PALETTES – These are available in different types of surfaces, including: wood, metal, paper, & glass. A palette is the surface used for mixing paint & having different colors of pigment available during a painting session. You will need to choose one according to your preferences of ease of use, clean-up & durability.
PALETTE KNIFE – This tool is used both for mixing pigments, as well as apply them to your canvas for specific types of textures. I find that a thinner, more flexible ‘blade’ is easier to mix with; as well as to execute more of a range of textures in your painting.

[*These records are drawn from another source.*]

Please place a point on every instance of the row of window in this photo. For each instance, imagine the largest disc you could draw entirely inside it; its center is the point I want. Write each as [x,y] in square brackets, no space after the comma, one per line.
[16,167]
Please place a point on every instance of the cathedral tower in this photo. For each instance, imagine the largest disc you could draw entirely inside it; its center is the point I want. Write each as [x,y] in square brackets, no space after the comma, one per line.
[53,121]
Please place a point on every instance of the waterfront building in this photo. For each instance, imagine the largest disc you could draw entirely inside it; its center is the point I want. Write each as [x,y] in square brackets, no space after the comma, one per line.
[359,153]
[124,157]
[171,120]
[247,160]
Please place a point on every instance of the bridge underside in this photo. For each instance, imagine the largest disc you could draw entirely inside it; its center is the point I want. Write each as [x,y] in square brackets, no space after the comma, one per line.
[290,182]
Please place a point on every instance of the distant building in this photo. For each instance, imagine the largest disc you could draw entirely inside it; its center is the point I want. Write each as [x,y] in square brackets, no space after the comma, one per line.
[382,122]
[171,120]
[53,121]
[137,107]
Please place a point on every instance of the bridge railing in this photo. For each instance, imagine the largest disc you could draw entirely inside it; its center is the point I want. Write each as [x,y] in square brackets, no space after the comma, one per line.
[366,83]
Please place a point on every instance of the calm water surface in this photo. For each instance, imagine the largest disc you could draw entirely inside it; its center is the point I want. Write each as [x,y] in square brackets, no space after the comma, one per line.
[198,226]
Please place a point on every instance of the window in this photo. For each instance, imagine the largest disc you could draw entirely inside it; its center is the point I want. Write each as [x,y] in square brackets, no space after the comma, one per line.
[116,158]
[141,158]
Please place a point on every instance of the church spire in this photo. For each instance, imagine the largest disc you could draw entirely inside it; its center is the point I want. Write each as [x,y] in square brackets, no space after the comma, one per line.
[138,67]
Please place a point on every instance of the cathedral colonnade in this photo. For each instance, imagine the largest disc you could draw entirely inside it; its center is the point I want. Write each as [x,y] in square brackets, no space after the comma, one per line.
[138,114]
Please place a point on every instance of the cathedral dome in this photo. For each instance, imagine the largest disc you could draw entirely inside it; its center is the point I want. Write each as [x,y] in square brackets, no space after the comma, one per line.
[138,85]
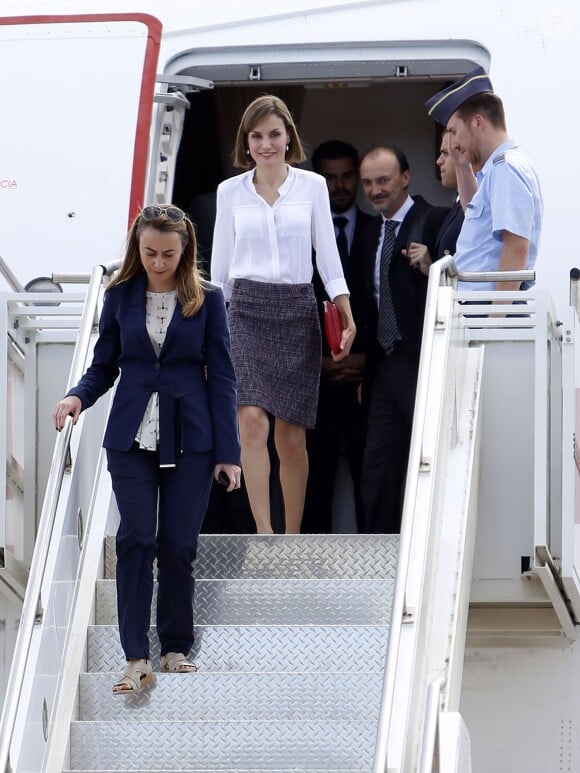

OIL PAINTING MEDIUMS – These come in several types and have different consistencies & uses. These vary in their properties of drying time, giving the artist more or less time to ‘work’ with them… (also called ‘working time’). Linseed Oil & Artist Painting Mediums, are a few of the types available; possessing different properties depending on what your needs are. I keep a few different ones on hand, so I have the option if time is a consideration. When you are 1st starting out, you should use one that has the longest working time; since you’ll need that while you are learning to work with paints and mediums.
TURPENTINE – Turpentine is a solvent that is also used to thin paint, to make it easier to apply; as well as what is needed to clean your brushes. You have to be very careful when using turpentine, however; since it is absorbed through the skin, and proper ventilation is necessary to avoid inhaling harmful vapors. It should only be handled by persons old enough to understand the risks. Mineral Spirits are absorbed to a lesser degree, in fact they say it is not absorbed through healthy skin; but you still need to be careful using them. I use a product called ‘Turpenoid’, which is odorless; however, this doesn’t mean you shouldn’t use it in a well-ventilated area. It is suggested that hardware or industrial grade NOT be used, since it contains impurities that are removed in artist-grade turpentine or mineral spirits.
CLOTHING – You’ll want to wear comfortable clothes that you don’t care whether you will get paint and other substances like painting medium on. I usually wear an over-sized shirt over my clothes, that I can wear numerous times; and a pair of old jeans or shorts.